You also need to consider the ways that a sharp point wears. In general this can either be that material from the point is worn away, chipped or that the point becomes bent. This is a combination of the mechanical properties of the steel and the geometry of the point. Most sharp tools are heat treated and the precise temper is a crucial variable in tandem with the geometry in determining performance as creating a close approximation of a geometrically 'ideal' point or edge relies on controlling a combination of abrasive wear and plastic deformation which is not well catered for by conventional tolerancing.

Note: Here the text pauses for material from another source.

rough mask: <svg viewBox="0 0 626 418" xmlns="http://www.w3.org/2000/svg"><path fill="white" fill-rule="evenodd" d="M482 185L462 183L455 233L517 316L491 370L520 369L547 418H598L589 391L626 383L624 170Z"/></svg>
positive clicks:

In practice specifying the manufacturing process is probably more meaningful than geometric tolerances in the context of sharpness. Normally sharp edges are finished b y abrasive grinding and/or lapping and it may be the case that a manual finishing process makes the most sense.
In terms of the scale and overall geometry you are talking about there is an obvious parallel with sharpening the tungsten electrodes used in TIG welding and it may even be worth considering these as an easily available source of hard, small diameter rod, High speed steel and tungsten carbide are also possible contenders.
It would probably also be worth considering having the larger diameter part as a separate holder with a collet or similar to hold a replaceable probe tip. This arrangement would certainly be easier to manufacture than turning a small diameter neck in stainless.
For example you might specify that the point is sharpened to say 60 degrees and finished on a 1200 grit abrasive wheel. Also bear in mind that if you just specify that you want the tip sharp then sharpening things is something that any machinist should immediately grasp.
It may also be that you can find an off the shelf source of points as there are quite a few applications where these are used, carbide tipped scribers immediately spring to mind.
Also as general advice if you are designing something out of your specific expertise and experience it is always worth talking to whoever is going to make it and telling them what you actually want the part to achieve.